Allahü teâlânın sevgili kullarının ileri
gelenlerinden. Künyesi, Ebû Abdullah'dır. Bizans sınırında bir yer olan Cavpâre
ve Hemedan'a nisbet edilir ve sofi lâkabıyla tanınırdı. Dördüncü asrın
ortalarında vefât etti.
Çeşitli bölgelere seyahatlerde bulunan Ebû Abdullah Sofi (r.a.), Mısır'da Şeyh
Ebû Bekr-i Zekkâk-i Mısrî hazretlerinin sohbetinde kemale geldi. Daha başka
birçok büyüklerin sohbetinde bulunmakla şereflendi. İnsanları günahlardan
sakındırmak için çok uğraştı. Talebeleri ve halk, sohbetlerinden çok istifade
etti. Yaptığı herşeyi Allahü teâlânın rızâsı için yapar, karşılığını yalnız
O'ndan beklerdi. Mısır'da halk ve devlet adamları onu çok sever, hürmet ederdi.

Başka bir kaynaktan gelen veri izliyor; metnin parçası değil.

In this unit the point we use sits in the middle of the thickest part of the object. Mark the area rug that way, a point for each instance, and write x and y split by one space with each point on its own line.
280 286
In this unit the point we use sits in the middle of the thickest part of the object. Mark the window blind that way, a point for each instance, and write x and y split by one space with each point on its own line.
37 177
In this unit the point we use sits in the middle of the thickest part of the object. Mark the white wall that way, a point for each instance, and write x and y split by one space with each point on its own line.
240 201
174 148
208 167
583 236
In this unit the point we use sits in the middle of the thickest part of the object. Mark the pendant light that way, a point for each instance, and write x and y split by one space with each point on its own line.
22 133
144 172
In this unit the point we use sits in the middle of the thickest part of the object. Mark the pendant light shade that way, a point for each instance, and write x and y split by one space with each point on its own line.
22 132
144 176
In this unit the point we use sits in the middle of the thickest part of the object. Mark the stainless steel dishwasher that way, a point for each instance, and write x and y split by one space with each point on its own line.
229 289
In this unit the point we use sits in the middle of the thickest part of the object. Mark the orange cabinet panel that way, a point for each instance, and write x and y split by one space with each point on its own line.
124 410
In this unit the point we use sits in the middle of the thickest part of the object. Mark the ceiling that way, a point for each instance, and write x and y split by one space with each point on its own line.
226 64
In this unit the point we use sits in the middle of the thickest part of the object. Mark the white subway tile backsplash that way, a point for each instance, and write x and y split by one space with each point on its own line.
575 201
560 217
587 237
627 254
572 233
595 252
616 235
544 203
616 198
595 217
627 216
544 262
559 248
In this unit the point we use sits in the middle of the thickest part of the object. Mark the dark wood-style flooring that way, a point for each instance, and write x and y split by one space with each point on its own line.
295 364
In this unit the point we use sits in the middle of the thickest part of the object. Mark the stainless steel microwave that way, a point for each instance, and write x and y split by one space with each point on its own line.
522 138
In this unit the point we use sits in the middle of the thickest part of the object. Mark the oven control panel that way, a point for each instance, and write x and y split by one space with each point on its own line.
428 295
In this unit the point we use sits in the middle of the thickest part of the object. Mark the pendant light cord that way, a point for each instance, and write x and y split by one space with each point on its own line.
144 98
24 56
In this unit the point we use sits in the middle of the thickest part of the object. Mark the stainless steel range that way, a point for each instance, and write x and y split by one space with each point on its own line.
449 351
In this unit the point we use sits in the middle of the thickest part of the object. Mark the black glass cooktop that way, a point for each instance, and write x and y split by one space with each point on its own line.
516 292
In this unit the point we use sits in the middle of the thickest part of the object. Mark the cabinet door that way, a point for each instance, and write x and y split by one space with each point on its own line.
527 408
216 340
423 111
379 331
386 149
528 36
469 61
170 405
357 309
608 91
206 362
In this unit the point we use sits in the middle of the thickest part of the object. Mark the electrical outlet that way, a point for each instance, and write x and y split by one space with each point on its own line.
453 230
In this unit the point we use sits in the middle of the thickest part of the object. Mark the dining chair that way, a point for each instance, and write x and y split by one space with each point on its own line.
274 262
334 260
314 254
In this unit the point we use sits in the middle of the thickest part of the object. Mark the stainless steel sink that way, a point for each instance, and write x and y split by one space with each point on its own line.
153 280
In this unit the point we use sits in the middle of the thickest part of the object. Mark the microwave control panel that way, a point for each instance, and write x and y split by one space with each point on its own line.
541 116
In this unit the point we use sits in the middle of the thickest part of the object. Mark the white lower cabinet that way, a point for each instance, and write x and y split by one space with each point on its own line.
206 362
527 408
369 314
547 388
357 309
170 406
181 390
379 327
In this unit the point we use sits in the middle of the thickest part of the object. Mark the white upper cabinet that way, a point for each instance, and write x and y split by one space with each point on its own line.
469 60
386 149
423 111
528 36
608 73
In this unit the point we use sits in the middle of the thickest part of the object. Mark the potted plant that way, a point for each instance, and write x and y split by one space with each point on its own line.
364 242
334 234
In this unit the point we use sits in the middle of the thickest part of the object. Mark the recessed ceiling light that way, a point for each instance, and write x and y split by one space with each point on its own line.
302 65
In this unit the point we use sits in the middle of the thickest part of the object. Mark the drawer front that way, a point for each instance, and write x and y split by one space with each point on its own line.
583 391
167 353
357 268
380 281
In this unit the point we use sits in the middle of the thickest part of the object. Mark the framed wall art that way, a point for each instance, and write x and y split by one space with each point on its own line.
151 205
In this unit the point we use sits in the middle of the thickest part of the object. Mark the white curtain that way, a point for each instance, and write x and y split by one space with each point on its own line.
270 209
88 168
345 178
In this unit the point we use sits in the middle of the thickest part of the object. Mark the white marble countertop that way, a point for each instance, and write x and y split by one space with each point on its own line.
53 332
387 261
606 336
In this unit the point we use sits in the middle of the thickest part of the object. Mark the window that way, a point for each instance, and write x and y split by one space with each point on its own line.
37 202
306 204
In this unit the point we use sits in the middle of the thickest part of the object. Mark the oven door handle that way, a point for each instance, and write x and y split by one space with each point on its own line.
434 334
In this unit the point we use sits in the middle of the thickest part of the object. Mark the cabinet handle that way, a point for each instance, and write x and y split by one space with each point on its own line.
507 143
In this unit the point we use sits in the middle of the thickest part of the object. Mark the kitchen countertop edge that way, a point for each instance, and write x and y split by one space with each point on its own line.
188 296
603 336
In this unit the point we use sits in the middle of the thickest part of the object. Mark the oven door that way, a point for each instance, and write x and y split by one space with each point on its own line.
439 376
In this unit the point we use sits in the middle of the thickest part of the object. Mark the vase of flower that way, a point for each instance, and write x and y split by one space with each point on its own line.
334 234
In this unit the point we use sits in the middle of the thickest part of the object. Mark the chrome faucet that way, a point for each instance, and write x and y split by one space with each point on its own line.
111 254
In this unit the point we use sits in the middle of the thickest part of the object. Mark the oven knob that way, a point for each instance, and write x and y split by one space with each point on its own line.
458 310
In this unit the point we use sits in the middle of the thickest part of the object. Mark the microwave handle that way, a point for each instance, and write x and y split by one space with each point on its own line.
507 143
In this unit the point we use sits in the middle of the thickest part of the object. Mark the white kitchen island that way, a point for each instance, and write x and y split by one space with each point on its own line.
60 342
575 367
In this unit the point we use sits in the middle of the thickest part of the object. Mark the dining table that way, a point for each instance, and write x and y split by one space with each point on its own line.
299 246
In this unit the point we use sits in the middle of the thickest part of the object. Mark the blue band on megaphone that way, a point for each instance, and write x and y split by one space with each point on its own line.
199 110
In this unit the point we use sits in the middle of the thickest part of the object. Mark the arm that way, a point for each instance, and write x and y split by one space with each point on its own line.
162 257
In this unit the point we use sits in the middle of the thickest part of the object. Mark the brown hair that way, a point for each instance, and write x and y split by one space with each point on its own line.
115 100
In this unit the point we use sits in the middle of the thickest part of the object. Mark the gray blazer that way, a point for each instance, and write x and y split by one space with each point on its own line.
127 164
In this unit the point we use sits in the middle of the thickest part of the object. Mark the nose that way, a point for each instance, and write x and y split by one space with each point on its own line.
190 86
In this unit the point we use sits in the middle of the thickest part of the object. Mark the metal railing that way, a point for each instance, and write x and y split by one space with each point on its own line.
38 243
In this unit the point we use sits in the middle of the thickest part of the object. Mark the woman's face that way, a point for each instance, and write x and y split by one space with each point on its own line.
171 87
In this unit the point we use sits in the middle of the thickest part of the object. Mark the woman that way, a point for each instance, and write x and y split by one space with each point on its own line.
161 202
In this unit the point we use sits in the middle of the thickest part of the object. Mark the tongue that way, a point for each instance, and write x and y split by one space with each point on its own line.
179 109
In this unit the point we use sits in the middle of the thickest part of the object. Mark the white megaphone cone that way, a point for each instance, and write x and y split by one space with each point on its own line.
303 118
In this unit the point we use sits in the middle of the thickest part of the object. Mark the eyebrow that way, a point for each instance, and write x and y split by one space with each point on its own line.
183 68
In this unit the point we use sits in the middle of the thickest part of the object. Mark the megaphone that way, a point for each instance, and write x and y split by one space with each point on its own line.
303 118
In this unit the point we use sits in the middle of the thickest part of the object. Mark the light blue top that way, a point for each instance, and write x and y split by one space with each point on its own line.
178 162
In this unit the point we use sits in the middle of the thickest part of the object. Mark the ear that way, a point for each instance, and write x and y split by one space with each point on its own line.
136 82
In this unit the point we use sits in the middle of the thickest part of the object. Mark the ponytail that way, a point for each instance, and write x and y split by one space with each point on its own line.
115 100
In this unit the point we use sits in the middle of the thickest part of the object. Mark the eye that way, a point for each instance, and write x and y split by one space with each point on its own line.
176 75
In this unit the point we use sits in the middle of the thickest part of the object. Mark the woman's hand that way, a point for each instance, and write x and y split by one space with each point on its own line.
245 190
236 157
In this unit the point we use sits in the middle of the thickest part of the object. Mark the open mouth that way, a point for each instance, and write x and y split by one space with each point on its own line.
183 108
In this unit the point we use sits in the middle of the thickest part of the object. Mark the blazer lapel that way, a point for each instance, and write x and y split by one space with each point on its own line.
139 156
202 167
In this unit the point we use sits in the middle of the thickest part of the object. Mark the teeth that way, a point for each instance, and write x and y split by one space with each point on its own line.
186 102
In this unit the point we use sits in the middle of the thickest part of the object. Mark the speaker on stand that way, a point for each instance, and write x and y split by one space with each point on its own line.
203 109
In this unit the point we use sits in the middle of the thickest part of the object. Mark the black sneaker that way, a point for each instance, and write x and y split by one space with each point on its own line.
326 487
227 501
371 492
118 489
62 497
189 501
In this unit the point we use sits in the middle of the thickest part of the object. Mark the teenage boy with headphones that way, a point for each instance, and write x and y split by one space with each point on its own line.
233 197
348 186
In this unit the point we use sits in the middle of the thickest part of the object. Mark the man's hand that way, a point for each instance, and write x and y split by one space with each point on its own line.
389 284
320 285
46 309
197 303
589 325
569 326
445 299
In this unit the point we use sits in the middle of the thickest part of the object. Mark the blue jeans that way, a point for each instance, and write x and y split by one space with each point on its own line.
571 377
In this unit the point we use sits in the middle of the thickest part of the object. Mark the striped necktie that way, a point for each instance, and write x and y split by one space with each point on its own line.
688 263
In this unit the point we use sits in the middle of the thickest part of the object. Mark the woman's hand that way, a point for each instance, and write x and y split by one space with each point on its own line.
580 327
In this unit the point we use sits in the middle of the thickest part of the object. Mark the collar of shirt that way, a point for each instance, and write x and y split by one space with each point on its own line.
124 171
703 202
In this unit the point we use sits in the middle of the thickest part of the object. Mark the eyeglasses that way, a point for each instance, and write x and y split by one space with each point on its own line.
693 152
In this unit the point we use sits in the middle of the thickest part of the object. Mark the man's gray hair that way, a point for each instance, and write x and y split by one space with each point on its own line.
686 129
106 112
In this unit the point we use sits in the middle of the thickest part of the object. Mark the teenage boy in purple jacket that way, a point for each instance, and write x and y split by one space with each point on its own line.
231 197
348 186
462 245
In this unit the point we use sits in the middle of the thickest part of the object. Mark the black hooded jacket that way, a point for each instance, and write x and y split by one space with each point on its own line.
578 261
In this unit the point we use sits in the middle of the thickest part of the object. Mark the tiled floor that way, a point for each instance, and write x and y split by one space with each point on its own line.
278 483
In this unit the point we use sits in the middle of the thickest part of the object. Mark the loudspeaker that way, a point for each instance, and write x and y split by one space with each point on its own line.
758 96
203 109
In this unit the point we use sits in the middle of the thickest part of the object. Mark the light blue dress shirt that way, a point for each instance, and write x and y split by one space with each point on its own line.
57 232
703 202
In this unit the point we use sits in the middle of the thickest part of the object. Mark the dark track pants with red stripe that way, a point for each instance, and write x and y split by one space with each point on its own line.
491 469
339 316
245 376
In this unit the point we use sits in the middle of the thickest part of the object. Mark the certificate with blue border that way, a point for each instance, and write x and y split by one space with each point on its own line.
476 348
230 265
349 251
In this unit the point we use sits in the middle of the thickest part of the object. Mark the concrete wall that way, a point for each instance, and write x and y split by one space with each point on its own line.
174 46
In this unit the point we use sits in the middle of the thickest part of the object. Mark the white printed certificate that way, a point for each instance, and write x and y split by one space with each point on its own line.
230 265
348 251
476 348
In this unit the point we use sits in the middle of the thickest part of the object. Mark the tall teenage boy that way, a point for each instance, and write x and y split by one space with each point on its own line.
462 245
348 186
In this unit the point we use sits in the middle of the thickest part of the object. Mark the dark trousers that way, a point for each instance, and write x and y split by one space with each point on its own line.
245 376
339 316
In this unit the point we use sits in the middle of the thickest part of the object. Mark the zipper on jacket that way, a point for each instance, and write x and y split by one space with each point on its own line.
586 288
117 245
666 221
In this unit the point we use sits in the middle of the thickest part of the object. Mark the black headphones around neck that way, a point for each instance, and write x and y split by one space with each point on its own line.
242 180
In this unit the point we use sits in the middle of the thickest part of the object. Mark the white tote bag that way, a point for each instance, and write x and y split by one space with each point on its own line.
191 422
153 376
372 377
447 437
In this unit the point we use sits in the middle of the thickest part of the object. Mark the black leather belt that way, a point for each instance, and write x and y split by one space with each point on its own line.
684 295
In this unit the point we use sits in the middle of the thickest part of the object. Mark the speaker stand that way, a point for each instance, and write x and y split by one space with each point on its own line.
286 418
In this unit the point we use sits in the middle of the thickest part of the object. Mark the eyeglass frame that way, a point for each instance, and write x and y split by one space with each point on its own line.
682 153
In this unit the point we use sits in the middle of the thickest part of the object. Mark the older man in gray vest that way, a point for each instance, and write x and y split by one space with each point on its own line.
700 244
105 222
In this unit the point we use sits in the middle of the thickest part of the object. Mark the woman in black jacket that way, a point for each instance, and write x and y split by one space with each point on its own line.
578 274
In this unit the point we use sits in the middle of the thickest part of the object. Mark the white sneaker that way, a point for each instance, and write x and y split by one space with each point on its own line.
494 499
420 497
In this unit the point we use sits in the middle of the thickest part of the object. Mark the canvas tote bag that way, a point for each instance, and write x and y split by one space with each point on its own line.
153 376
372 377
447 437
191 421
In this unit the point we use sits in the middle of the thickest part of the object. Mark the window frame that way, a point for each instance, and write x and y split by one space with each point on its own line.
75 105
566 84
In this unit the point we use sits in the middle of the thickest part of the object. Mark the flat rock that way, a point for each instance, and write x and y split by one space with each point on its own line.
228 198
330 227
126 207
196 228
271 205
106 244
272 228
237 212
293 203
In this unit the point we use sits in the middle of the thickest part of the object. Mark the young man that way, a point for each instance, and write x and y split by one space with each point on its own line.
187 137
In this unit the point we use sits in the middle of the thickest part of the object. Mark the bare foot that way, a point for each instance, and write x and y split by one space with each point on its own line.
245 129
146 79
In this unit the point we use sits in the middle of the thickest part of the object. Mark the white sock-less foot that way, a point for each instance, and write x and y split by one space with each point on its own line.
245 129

Mısır'daki İhşidî emirlerinden Kâfûr onun talebelerinden-di.
Dostları anlatır: Gönlünü her şeyden nefret ettirerek, hiçbir şey yememeye
ahdetti. Mescid-i Şünûziyye'de otururken yemek getirdiler. Yine günlünü ondan
nefret ettirerek yemedi. Dostları: "Her getirilen şeyi reddediyorsun. Artık
şundan yiyiniz" dediler. Isrâra dayanamayıp ondan birkaç lokma yedi. O gece
rü'yâsında, "Gönlünün istemediği şeyi yedin. Sana bir belâ vereceğini bilmez
misin?" denilip azarlandı.
Üstadı Ebû Bekr-i Zekkâk-i Mısrî'ye "Kiminle sohbet edeyim?" diye sordu. (Senden
olan herşeyi Allahü teâlâ görür) dediğin zaman, senden nefret ederek ayrılmayan
kimse ile sohbet et" buyurdu.
Şeyh-ül-İslâm Abdullah-i Hirevî hazretleri bu hususta şöyle buyurdu:
"Arkadaşlık, kişinin ayıbı ortaya çıkınca anlaşılır. Ayıpsız kul olmaz.
İyiliğini gördüğün kimse ile sohbet edip, ondan ayıp ve kusur görünce ayrılmak,
sohbet değildir. Sohbet, ayıbı gördükten sonra ortaya çıkar. Elbetteki, dinî bir
ayıp veya bid'at cinsinden bir ayıp olursa, onu gizlemek iki yüzlülük ve
alçaklık olur. İnsan ma'sum değildir. O ayıp ve günah işleyebilir. Ama dinde
kusurluluk ve bid'atin ma'zûr görülecek bir tarafı yoktur."
İmam-ı Şafiî hazretleri de: "Kendisi ile, zararından korunmak için güzel
muâmelede bulunduğun kimse, dostun değildir" buyurdu.
Şeyh-ül-islâm Abdullah-i Hirevî hazretleri, "Birisine karşı hatâ ve ayıp
işlediğinde özür dilediğin ve iyilik ettiği zaman tefekkür ettiğin kimse dostun
değildir" buyurdu Çünkü dostun seni ayıbınla kabul eder.
Bu hususta Yahyâ Muâz-ı Râzî hazretlerine, "Kiminle sohbet etmek gerektir?" diye
soruldu. "Hasta olduğun zaman senin ziyâretine gelen ve bir kabahat işlediğin
zaman da senden özür dileyen kimse ile sohbet et. Sohbetin hakkını vermek, kendi
hakkını istememek, kendi ayıbını görmek, başkalarının da ayıpları için özür
dilemek sohbetin şartlarındandır. Suç ve günahın her zaman kendinden sâdır
ettiğini unutma" buyurdu.
Mısır'daki, İnşidî emîri Kâfûr, âlimlere çok hürmet eder, sapıklara hayat hakkı
tanımazdı. Yıllarca Fâtımîlerin zulmünden, Kâhire'yi korudu. Sağlığında,
Fâtımîler oraya giremedi. Birgün, Ebû Abdullah Cavpâre'ye bir hayli altın
gönderdi. "Bu askere aittir, ben kabûl edemem" deyip geri gönderdi.